I look forward to your explanation of how curbing the lifestyle of elected government officials will make suburbs environmentally and economically viable.
Amen to post #4 (Schoch).
It is not an assault on freedom to suggest a more affordable, more sustainable framework for developing the society or grandchildren will inhabit.
"People aren't going to change this pattern because they want to do something for the environment," he said. "They will change when they realize how much it costs."
We have lost a fundamental concept of economics and that is defining economic rationality in terms of money. The behavioral economists have made a great career out of it. But they are working on a misguided theory that people make choices based on monetary return. People don't maximize monetary return they maximize utility and utility can be both monetary and non-monetary.

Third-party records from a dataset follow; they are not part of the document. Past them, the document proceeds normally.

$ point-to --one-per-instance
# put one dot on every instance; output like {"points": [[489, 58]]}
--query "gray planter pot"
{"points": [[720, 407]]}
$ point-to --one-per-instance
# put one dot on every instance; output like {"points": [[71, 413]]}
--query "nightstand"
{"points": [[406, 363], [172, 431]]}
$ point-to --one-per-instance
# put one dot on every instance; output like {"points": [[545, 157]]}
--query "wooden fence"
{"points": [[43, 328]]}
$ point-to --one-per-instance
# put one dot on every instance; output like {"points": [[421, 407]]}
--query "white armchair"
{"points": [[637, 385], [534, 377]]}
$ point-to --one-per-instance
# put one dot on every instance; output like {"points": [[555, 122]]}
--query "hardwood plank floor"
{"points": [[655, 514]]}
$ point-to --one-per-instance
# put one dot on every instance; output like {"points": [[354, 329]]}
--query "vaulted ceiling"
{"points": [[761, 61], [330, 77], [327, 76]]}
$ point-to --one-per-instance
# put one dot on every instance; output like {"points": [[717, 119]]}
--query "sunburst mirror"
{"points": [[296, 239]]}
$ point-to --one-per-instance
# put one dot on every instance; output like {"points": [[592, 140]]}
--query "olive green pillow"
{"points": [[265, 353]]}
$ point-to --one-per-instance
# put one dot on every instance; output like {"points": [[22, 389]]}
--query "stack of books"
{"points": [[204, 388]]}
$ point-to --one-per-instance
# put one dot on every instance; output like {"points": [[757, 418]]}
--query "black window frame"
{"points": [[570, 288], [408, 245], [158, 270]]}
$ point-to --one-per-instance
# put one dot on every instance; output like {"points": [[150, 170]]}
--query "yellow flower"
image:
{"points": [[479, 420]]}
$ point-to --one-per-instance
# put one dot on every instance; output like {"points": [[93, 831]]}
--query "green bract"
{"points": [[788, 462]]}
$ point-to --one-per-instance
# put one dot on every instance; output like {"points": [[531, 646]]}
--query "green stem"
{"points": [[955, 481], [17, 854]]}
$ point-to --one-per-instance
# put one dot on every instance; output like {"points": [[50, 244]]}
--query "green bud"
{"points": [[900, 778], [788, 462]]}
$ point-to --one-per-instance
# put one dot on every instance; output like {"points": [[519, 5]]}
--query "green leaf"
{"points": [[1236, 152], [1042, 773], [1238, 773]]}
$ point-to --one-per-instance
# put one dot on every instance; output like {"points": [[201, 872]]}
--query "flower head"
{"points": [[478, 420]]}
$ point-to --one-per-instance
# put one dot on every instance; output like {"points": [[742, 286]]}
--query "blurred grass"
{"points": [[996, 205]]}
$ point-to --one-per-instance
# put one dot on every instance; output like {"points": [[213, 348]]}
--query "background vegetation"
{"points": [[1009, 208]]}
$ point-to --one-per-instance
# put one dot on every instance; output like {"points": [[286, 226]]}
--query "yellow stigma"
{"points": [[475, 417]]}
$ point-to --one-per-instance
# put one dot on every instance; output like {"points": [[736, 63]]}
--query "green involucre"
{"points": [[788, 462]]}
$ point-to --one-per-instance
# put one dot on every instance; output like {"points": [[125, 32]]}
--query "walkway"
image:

Better or smaller schools, less crime, closer and less expensive or congested recreational facilities or just a lack of interest in urban type activities are all non monetary reasons to trade off lower costs. Some of this translates into monetary considerations, public vs. private schools, horses in the back yard vs. boarded out, a 3 hour round of golf rather than a 6 hour death march, bicycling out my front door rather than driving to bicycle in a low traffic area.
Mr. Schoch is wrong in his assumption that living outside of a city is less efficient way to live. It is a less efficient way if you only define life as eating, sleeping, and working. But there is more to life than those three things and free standing communities can provide them.
Mr Bernstein seems to think he's just invented the wheel. Yet, what he's saying has all been done before. Time was when new neighborhoods and streetcar lines we planned together. Now that was efficient.
And Sheryl, choices are nice as long as you have the resources necessary to support them. The experts tell us we've already passed peak oil. I read somewhere that if the earth was a spherical tank of oil, the oil would last about 300 years. And the earth is not a spherical tank filled with oil.
At some point our choices are going to be reduced, whether we choose to believe it or not. Will you then buy an electric car?
Thought not.
"Sheryl's" comment is interesting because it reflects a very adversarial sentiment that is often spouted by my fellow suburbanites. It's not that urban housing is actually "condense" but that the perception of urban living, of surrounding density is mentally dense. In fact many urban core lots and houses are on par with suburban tracts. Ironically the horizontally density of many newer suburban divisions are "condensing" into thin but long lots that are no wider than your typical South Minneapolis neighborhood.
There is a growing group of pioneers, of (white) moms dads, two kids, and minivans who have made huge headway into converting into "urban" quarters and realize they are really no different than a suburban lot on the fringe. With a few improvements and creativity older houses have been expanded and upgraded to modern conveniences without sacrificing the historic nature of these homes.
But exurbia is still a trend and well-to-do people are trendy they follow what they think is Minnesota status quo. It is until cultural reality meets up with actuality of costs that we will finally see "condense" living as acceptable. Meanwhile, freedom is a fairy tale acquired on the blood of our citizens.